Breaking

Komisi XIII DPR Setujui Tambahan Anggaran Komnas HAM Rp25 Miliar

RE
Rabu, 16 September 2026
Komisi XIII DPR Setujui Tambahan Anggaran Komnas HAM Rp25 Miliar

TEROPONGBISNIS.ID — Komisi XIII DPR menyetujui tambahan anggaran Rp25 miliar untuk Komnas HAM dalam pembahasan postur belanja di Kompleks Parlemen, Jakarta, Rabu (16/9/2026). Angka itu lebih rendah dari usulan awal Komnas HAM sekitar Rp40 miliar, tetapi tetap lebih tinggi dari pagu sebelumnya. Keputusan ini sekaligus membantah anggapan bahwa DPR mengabaikan kebutuhan lembaga penegak HAM tersebut.
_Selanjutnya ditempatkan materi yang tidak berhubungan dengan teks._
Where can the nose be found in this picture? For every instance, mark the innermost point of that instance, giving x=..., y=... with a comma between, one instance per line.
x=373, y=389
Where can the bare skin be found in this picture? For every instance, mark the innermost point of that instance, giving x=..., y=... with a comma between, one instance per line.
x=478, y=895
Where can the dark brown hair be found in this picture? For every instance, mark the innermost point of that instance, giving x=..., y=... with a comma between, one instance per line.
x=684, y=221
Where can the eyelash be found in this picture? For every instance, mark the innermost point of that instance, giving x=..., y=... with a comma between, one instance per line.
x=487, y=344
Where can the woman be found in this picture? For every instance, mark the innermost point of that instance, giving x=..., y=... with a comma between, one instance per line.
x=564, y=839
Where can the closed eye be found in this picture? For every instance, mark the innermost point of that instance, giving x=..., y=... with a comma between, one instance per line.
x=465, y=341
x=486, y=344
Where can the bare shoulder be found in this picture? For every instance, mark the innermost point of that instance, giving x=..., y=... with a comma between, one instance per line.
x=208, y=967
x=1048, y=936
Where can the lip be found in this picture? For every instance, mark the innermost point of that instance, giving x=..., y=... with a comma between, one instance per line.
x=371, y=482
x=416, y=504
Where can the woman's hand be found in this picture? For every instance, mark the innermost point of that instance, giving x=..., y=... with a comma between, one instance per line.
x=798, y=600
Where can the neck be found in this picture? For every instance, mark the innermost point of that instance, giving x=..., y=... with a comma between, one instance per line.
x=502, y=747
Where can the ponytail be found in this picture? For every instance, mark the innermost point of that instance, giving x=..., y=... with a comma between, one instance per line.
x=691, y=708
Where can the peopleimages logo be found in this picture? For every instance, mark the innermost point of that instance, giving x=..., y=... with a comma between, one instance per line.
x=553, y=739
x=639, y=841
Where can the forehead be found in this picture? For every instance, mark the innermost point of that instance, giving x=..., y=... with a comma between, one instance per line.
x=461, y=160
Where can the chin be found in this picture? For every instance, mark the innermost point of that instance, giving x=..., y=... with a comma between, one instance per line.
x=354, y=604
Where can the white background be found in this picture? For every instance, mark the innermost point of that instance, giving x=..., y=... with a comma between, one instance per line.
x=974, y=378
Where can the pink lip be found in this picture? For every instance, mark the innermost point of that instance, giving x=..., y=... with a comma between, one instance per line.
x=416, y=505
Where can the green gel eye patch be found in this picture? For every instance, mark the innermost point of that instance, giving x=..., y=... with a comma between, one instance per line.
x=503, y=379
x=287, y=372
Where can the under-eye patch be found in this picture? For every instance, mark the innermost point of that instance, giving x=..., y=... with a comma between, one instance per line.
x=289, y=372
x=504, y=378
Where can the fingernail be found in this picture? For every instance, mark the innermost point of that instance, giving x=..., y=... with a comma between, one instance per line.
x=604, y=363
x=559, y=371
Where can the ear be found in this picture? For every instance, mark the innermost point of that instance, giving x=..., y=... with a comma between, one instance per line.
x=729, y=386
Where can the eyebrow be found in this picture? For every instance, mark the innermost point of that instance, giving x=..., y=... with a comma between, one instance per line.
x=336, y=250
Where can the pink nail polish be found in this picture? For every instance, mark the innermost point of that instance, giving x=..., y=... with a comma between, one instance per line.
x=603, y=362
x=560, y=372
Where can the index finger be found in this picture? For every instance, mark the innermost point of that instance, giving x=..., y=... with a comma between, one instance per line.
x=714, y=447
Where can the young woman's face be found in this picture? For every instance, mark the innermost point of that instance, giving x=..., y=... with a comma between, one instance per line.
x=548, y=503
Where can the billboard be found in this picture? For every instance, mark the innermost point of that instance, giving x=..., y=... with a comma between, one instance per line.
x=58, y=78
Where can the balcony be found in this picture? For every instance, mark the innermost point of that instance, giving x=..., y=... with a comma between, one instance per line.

Ketua Komisi XIII DPR Willy Aditya menyatakan tambahan itu diberikan untuk memperkuat agenda penegakan hak asasi manusia. Menurut dia, kenaikan anggaran Komnas HAM berkaitan langsung dengan program Asta Cita Presiden Prabowo dan telah dikonkretkan oleh Badan Anggaran.
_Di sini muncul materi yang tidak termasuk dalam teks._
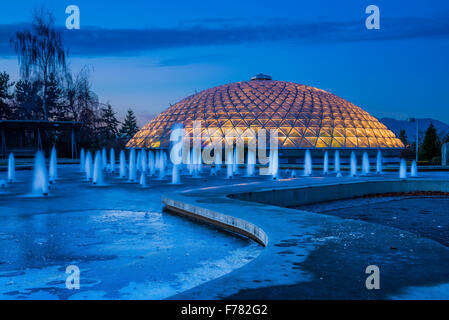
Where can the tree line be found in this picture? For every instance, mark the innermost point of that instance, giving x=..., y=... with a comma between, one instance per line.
x=429, y=150
x=49, y=90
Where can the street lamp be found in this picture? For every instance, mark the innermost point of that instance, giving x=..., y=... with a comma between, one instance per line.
x=417, y=135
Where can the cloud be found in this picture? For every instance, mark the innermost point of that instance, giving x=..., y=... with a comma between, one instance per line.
x=94, y=41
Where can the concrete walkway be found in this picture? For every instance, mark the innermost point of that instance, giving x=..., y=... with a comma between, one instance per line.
x=314, y=256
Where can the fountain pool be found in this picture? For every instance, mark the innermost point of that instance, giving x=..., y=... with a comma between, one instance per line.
x=124, y=249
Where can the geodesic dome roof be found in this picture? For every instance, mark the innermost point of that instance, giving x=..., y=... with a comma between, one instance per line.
x=306, y=117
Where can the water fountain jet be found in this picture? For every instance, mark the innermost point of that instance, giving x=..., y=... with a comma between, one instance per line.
x=40, y=176
x=365, y=163
x=326, y=163
x=11, y=168
x=307, y=163
x=89, y=166
x=353, y=164
x=82, y=160
x=414, y=169
x=98, y=169
x=379, y=162
x=132, y=165
x=112, y=160
x=122, y=157
x=53, y=170
x=403, y=169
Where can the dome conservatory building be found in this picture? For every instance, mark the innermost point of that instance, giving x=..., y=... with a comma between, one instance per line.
x=305, y=118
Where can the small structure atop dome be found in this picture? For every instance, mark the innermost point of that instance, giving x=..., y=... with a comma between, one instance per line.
x=261, y=76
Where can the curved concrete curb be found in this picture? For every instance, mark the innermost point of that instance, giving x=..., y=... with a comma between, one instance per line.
x=292, y=196
x=224, y=221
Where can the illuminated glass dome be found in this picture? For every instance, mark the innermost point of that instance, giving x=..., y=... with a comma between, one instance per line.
x=305, y=117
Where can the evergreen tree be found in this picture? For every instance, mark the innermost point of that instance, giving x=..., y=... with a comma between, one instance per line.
x=109, y=129
x=5, y=106
x=431, y=146
x=129, y=126
x=403, y=137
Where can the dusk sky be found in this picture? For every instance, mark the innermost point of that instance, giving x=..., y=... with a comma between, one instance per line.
x=147, y=54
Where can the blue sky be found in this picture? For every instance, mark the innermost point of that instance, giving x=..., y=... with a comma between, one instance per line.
x=147, y=54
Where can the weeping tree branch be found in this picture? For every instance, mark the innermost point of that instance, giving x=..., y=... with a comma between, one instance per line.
x=40, y=50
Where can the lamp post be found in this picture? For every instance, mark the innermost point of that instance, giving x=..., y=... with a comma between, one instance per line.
x=417, y=136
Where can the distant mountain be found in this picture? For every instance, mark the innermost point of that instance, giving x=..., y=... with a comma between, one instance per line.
x=410, y=127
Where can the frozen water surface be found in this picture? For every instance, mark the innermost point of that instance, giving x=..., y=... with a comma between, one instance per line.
x=125, y=247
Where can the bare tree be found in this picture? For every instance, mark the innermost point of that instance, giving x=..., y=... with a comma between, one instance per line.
x=40, y=49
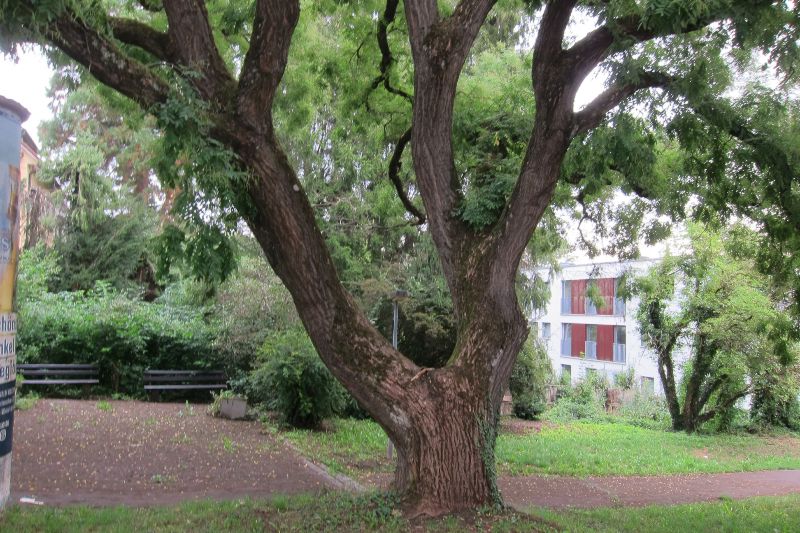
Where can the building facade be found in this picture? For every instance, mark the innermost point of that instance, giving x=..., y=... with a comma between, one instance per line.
x=37, y=213
x=588, y=327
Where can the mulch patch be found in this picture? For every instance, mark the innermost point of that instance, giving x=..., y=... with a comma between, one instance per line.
x=141, y=453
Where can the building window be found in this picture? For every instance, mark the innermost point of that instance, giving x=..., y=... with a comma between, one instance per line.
x=648, y=385
x=575, y=297
x=590, y=349
x=566, y=339
x=566, y=298
x=619, y=344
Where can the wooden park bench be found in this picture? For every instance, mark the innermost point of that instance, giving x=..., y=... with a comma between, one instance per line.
x=58, y=374
x=157, y=381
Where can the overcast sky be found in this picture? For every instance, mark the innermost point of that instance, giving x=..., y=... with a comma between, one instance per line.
x=27, y=79
x=26, y=82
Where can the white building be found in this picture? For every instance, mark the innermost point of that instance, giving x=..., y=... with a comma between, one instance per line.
x=582, y=338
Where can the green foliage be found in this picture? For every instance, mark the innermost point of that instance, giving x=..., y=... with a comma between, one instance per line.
x=645, y=410
x=111, y=248
x=37, y=270
x=625, y=380
x=776, y=402
x=530, y=376
x=740, y=335
x=122, y=336
x=292, y=380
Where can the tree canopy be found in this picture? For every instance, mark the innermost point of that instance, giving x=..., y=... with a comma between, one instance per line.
x=730, y=322
x=282, y=113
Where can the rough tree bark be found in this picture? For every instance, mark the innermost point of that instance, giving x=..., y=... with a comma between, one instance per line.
x=442, y=421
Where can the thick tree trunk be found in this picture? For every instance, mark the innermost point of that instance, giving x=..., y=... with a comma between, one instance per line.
x=442, y=421
x=447, y=461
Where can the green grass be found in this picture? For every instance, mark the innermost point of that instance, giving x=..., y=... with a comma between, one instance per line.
x=586, y=449
x=356, y=448
x=353, y=447
x=776, y=514
x=25, y=402
x=375, y=512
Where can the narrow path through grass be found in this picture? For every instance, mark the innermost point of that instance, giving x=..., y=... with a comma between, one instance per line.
x=358, y=448
x=374, y=512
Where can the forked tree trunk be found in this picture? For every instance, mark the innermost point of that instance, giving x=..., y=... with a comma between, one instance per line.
x=446, y=462
x=442, y=421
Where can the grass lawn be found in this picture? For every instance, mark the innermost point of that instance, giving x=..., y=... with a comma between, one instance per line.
x=342, y=512
x=358, y=448
x=599, y=449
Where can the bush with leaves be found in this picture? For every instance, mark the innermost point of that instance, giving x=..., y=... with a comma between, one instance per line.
x=585, y=401
x=645, y=410
x=293, y=381
x=529, y=379
x=121, y=335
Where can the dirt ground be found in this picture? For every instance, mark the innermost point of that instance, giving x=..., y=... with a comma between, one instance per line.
x=133, y=453
x=141, y=453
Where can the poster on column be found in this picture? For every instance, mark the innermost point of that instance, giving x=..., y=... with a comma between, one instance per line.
x=8, y=376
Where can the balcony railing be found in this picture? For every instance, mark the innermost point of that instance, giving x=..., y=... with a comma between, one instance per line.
x=619, y=353
x=591, y=350
x=566, y=346
x=619, y=306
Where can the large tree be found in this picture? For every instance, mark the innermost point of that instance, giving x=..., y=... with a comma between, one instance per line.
x=732, y=328
x=212, y=73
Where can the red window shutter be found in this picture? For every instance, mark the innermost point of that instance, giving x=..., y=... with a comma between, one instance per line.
x=606, y=286
x=579, y=297
x=578, y=339
x=605, y=343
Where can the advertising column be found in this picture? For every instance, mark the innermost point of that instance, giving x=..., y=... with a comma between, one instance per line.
x=12, y=115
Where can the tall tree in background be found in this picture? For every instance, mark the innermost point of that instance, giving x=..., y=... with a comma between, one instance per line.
x=212, y=73
x=713, y=306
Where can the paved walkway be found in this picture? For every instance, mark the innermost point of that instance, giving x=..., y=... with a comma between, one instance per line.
x=139, y=453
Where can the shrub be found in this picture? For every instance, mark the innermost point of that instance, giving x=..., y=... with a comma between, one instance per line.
x=569, y=410
x=591, y=389
x=646, y=410
x=121, y=335
x=529, y=378
x=625, y=380
x=776, y=404
x=293, y=381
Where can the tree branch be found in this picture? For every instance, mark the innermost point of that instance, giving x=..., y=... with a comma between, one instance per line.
x=387, y=59
x=84, y=44
x=141, y=35
x=439, y=49
x=154, y=6
x=395, y=164
x=266, y=58
x=708, y=415
x=594, y=112
x=625, y=32
x=191, y=44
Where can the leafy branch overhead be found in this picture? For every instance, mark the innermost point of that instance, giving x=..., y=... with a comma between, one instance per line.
x=263, y=108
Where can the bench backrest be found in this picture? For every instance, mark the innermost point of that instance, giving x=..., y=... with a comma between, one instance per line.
x=184, y=376
x=58, y=374
x=45, y=370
"Komisi XIII menyetujui kenaikan anggaran Komnas HAM karena ini terkait dengan proses penegakan HAM dan Asta Cita Presiden Prabowo. Dan itu juga dikonkretkan oleh Badan Anggaran dengan kenaikan Rp25 miliar," kata Willy di Kompleks Parlemen, Jakarta, Rabu (16/9/2026).

Dari Usulan Rp40 Miliar Jadi Rp25 Miliar

Komnas HAM semula mengusulkan tambahan sekitar Rp40 miliar. Dalam proses pembahasan, menurut Willy, tambahan yang bisa diperjuangkan Komisi XIII akhirnya berada di kisaran Rp25 miliar.

Selisih itu tidak dijelaskan secara rinci oleh Willy. Ia hanya menyebut angka final merupakan hasil dari mekanisme pembahasan antara Komisi XIII dan Badan Anggaran DPR.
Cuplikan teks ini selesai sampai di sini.